Job interview preparation and tips for success

Job interview preparation and tips for success

The job interview is probably the most important step you will take in your job seeking journey. It is your chance to make a great first impression and show a potential employer that you are the best person for the job.

Meeting and talking with a hiring manager or other team members will also give you an idea of whether the workplace is right for you. 

Here are some job interview tips for before, during and after.

Key points:

  • Preparation is key and will help make the process as smooth and stress-free as possible

  • If you need adjustments or have access requirements, request these before your interview

  • Maintaining eye contact, smiling, good posture and a firm handshake will show confidence during an interview 

  • Asking for feedback will help you with your next application or interview 

Before the interview

Investigate the location’s accessibility 

What to look for will depend on your disability, but you will need to make sure you can easily get into the property and interview room. Things you might want to check include:

  • Is the building wheelchair accessible?

  • How far is the interview room from the carpark?

  • Do they have disabled parking spaces? 

  • Is there an accessible bathroom?  

  • Are guide dogs welcome?

The employer should let you know about all of these things ahead of the day, but if they don’t, make sure you ask. 

If you need adjustments or access requirements to complete your job interview process, it’s best to request them beforehand.

Read more about requesting adjustments and sharing disability information during the recruitment process in our article 'Reasonable adjustments in the workplace'.

Plan your route

Planning how you will get to the interview in advance will help reduce stress on the day. You can use apps like Google Maps to plan your route and, if you are driving or catching public transport, do a test run before the day. If you need support to get to your interview, ask your support worker, NDIS plan manager or employment consultant about what assistance they can provide. 

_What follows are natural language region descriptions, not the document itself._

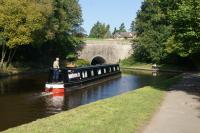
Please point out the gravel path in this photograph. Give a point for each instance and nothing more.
(180, 111)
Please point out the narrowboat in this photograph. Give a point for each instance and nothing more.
(74, 76)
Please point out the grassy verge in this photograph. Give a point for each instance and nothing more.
(126, 113)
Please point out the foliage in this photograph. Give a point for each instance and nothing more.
(132, 27)
(49, 28)
(19, 21)
(167, 29)
(153, 30)
(100, 30)
(122, 28)
(185, 39)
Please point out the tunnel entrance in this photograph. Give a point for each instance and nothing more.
(98, 61)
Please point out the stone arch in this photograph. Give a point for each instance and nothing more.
(98, 60)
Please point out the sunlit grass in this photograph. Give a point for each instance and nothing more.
(126, 113)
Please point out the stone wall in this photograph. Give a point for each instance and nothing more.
(111, 51)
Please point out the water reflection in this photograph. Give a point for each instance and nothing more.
(21, 100)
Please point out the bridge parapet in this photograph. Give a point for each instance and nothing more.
(109, 50)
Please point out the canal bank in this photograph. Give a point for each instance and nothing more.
(179, 112)
(124, 113)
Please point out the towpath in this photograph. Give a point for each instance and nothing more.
(180, 111)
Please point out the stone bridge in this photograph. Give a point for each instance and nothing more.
(106, 51)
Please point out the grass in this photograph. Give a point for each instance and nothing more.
(126, 113)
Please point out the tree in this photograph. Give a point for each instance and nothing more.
(185, 39)
(122, 28)
(115, 31)
(100, 30)
(153, 29)
(132, 27)
(19, 20)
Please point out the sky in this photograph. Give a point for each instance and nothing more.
(112, 12)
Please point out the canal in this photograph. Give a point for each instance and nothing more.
(22, 100)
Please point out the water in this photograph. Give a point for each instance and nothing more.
(22, 100)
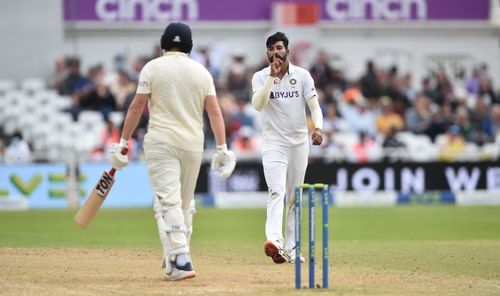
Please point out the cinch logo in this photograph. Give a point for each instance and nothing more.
(284, 94)
(376, 9)
(159, 10)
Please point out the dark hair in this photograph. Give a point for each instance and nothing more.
(177, 35)
(276, 37)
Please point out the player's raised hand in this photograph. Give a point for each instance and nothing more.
(117, 157)
(276, 65)
(317, 137)
(223, 161)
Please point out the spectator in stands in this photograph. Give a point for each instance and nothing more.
(353, 109)
(465, 127)
(204, 55)
(99, 99)
(419, 117)
(365, 149)
(453, 147)
(240, 116)
(237, 81)
(429, 90)
(321, 71)
(393, 147)
(137, 67)
(74, 80)
(486, 92)
(472, 83)
(245, 141)
(391, 140)
(407, 87)
(370, 83)
(388, 119)
(18, 150)
(441, 120)
(481, 123)
(395, 91)
(110, 134)
(59, 73)
(495, 122)
(121, 89)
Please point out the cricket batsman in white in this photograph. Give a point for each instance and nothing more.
(177, 90)
(281, 92)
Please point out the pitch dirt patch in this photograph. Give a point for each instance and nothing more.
(73, 271)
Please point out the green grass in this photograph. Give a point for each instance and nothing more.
(449, 240)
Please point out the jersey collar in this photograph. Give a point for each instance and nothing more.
(291, 69)
(175, 53)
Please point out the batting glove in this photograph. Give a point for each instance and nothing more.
(223, 161)
(116, 158)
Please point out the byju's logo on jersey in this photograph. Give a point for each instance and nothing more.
(284, 94)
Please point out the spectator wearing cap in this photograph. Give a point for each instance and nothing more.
(353, 109)
(453, 147)
(18, 150)
(238, 82)
(388, 119)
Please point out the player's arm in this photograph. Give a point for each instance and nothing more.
(223, 161)
(261, 98)
(116, 155)
(317, 118)
(216, 119)
(134, 114)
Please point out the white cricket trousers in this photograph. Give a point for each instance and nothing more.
(173, 173)
(284, 168)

Do some research about the company and role

Knowing about the company before your interview can help you understand what the organisation does and the type of person they are looking for. 

Some of the things you may want to research before heading into your interview include: 

  • The company’s recent achievements and news

  • The company’s culture, mission, and values

  • The person interviewing you 

  • Key people in the company

  • Whether the company has a workplace adjustment policy

  • The company’s policies and stance on accessibility and inclusion

Most of a company’s information can be found on their website or even on the job posting. If you can’t find information that you would like to know about the organisation then you can add it to your list of questions to ask during the interview, or call and ask to speak to someone in their Human Resources department. 

Prepare questions for the interviewer 

Generally, at some point during the interview you will be given the opportunity to ask any question you may have. If there is anything you would like to know about the company or the role, this is the perfect time to ask them. 

It’s best to prepare these questions before the interview and bring them with you so that you are prepared.

Some questions that you may want to ask a potential employer include: 

  • How accessible are the office facilities (including entry, exit, parking and toilets)?

  • What are my expected working hours?

  • What is the sick and annual leave policy?

  • What would a day generally look like in this position?

  • What are the next steps after our interview?

Be prepared for what the interviewer may ask you 

A job interview is your opportunity to 'sell' yourself and what you can bring to the role to the employer. Practising answering questions for a job interview with a friend, family member or support worker is a good way to prepare what you may say.

Common interview questions include: 

  • Can you tell us a bit about yourself?

  • What work have you done in the past?

  • What are your strengths and weaknesses?

  • Why do you want this job?

  • What can you bring to the company/position?

  • Where do you see yourself in five years time

During the interview

Be prepared to talk about your resume

The interviewer will likely ask questions about your past roles or experience. Be prepared to elaborate on what you have put on your resume. 

Bring an extra print out of your resume if possible, as having a copy in front of you will stop you forgetting important points. 

Of course, it goes without saying that everything on there must be truthful!

Read our top resume and cover letter tips.

Confidence is key

Here are a few ways to show confidence during a job interview:

  • Firm handshake: A firm handshake shows experience and confidence, and it gives the interviewer a good first impression.

  • Maintain eye contact while listening and speaking: This shows you are present and engaged in the conversation. Avoiding eye contact shows nervousness and a lack of confidence.

  • Open body language: Think about how you sit during an interview. Keep your arms open; by your sides or on the table. Crossing your arms or folding your hands can make you seem hesitant, closed off or worried. 

  • Talk slowly: Take your time when answering questions. To stop yourself from rambling, try to answer each question by addressing one point at a time while speaking calmly and slowly. Don’t be afraid to ask your interviewer to clarify the question if you’re not sure what they mean.

  • Don’t forget to smile! Not only does smiling show confidence, it also shows you’re relaxed and happy to be there. It’s okay to feel a bit nervous in a conversation, but try to avoid clenching your jaw, wrinkling your face or looking anxious. 

  • Dress to impress! It’s always better to overdress than under dress. Consider business attire.

Not sure whether to disclose or share information about your disability during an interview? Read our tips and advice here.

After the interview

If you're successful, congratulations! If you're not offered this job, don’t be afraid to ask for feedback or talk about the process with someone whose opinion you value.